This story courtesy of EastIdahoNews.com. It is used here with permission.
POCATELLO — Propelled by winds over the weekend, the Powerline Fire near Pocatello is now more than 51,000 acres in size — and it’s expected to grow even larger Monday due to the weather.
The National Weather Service has issued a Red Flag Warning in southeastern Idaho. Predicted high winds and thunderstorms will create critical fire conditions, which means new fire starts are possible, and any fires that are already burning will expand rapidly.
The warning goes into effect at noon Monday until 10 p.m. West winds of 10 mph are expected in the following counties: Bonneville, Bannock, Caribou, Franklin, Oneida, Bingham, Power and Minidoka.
Scattered thunderstorms in the area will create erratic winds in excess of 40 mph, which could fuel the Powerline Fire.
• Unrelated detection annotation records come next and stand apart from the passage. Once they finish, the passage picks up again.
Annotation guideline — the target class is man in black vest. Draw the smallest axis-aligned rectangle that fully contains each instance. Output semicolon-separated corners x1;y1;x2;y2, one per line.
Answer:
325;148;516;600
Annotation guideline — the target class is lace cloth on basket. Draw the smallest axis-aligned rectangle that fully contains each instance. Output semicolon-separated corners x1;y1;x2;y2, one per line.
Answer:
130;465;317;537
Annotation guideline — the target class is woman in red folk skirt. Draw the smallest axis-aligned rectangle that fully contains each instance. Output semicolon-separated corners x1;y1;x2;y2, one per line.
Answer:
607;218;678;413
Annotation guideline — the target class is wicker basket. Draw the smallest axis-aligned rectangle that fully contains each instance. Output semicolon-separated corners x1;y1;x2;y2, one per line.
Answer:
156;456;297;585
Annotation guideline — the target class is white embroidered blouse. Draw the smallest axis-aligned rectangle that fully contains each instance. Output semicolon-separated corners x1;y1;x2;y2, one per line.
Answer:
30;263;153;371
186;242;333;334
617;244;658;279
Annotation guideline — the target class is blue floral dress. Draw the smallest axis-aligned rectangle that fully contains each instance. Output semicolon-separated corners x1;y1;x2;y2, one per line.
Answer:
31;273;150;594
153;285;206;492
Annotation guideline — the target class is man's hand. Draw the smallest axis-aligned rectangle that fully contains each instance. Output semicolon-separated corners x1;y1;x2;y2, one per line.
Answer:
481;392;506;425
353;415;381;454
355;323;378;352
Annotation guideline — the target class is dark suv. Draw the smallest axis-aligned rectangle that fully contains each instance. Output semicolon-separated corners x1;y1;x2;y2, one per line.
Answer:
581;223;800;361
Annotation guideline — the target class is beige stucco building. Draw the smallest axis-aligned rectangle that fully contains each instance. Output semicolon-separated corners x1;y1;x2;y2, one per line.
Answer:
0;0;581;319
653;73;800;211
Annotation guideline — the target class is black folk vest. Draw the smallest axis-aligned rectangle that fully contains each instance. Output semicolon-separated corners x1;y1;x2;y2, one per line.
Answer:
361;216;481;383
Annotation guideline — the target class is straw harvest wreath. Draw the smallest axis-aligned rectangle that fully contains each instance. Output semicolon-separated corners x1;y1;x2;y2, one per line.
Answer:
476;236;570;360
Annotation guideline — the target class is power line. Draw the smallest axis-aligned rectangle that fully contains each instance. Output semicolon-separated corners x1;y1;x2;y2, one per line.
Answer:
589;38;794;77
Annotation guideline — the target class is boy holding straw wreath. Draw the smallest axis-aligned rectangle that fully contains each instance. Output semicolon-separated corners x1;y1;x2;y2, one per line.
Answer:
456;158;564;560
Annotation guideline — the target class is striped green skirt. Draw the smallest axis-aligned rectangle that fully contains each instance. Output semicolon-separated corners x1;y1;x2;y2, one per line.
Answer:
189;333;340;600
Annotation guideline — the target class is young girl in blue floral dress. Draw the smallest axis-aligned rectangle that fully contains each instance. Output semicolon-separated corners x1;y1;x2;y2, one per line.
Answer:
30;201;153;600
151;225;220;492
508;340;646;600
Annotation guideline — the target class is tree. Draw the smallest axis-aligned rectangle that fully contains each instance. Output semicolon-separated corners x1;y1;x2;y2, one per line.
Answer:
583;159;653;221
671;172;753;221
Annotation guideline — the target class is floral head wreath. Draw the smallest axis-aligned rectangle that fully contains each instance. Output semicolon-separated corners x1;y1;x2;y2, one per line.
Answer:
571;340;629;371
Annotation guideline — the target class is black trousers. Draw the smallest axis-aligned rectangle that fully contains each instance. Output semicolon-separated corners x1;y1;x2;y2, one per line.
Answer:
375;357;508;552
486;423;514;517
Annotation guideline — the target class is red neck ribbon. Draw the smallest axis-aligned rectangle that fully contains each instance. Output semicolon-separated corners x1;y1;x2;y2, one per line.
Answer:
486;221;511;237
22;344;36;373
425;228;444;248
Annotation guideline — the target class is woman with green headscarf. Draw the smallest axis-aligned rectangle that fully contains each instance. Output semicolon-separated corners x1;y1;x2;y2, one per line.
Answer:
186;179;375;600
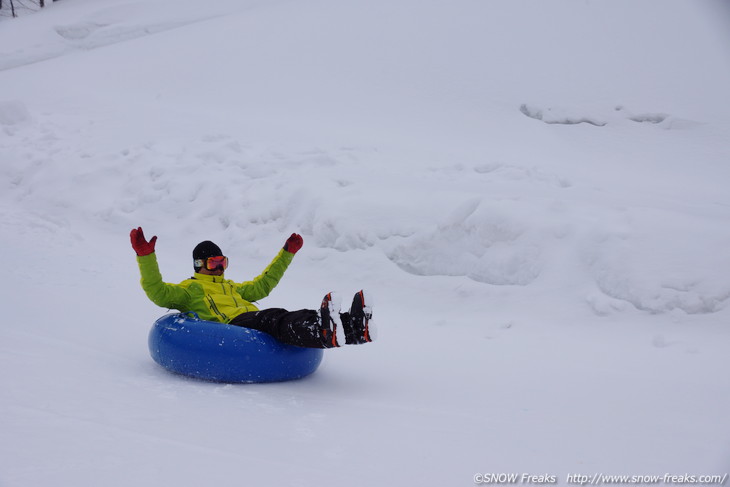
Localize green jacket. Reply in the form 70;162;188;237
137;249;294;323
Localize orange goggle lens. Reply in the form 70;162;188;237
195;255;228;271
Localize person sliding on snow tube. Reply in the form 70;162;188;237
130;227;374;348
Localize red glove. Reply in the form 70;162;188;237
284;233;304;254
129;227;157;257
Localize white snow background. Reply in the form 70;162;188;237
0;0;730;487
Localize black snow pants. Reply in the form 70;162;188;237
230;308;332;348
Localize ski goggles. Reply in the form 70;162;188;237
193;255;228;271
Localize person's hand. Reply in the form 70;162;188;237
284;233;304;254
129;227;157;257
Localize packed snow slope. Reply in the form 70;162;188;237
0;0;730;487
A cooling trend is expected later in the week, which should bring relief to firefighting efforts.
On Sunday the winds began pushing the Powerline Fire southward, being pushed by winds out of the north. The fire did not advance farther north on Sunday and remains west of Kinport Peak, according to a Bureau of Land Management news release.
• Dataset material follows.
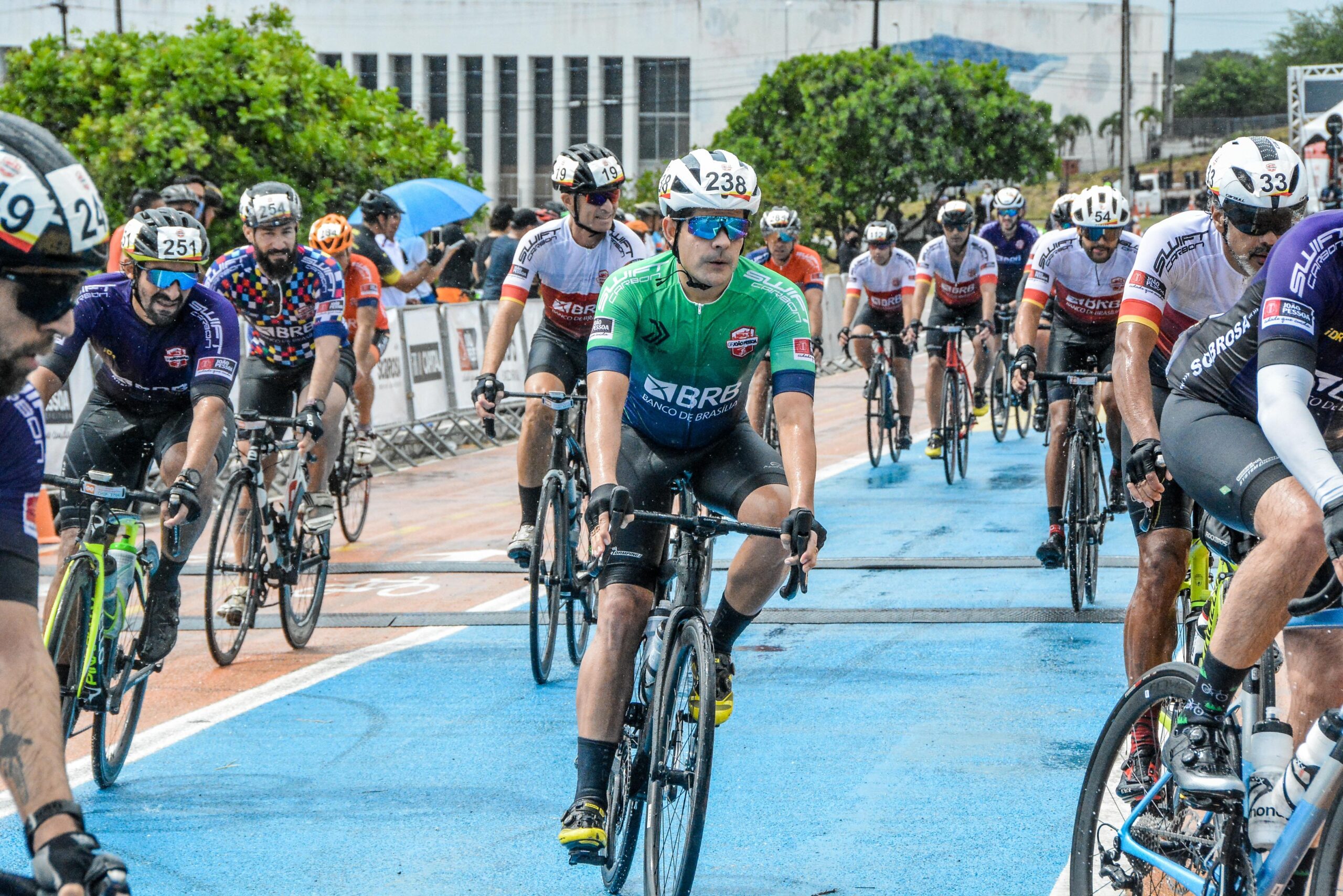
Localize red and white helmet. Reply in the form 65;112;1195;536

So far the Powerline Fire has burned lands managed by the Fort Hall Indian Reservation, the BLM, Idaho Department of Lands, and Caribou-Targhee National Forest.
Many roads in Power and Bannock counties have been closed, and a growing number of homes have been evacuated. Some of the closures include the Arbon Valley Highway, Michaud Creek Road, Mink Creek Road and Trail Creek Road. Campers in the Mink Creek area were evacuated Sunday along with residents of Pauline, according to the BLM news release.
Six rural buildings have burned, and about 20 homes are threatened by the fire, which is dangerously close to both Pocatello and Pauline.
Firefighters conducted burn-out operations around Pauline to protect the town. No structures were lost Sunday.
Multiple firefighting resources are assisting in containment of this fire. There are 26 engines, four water tenders, six dozers, and eight hand crews on scene. Air resources are based out of Pocatello Tanker Base. One very large air tanker, one heavy air tanker, seven single air tankers, and four helicopters supported the fire Sunday.
Over 160,000 gallons of retardant had been dropped on the fire as of Sunday.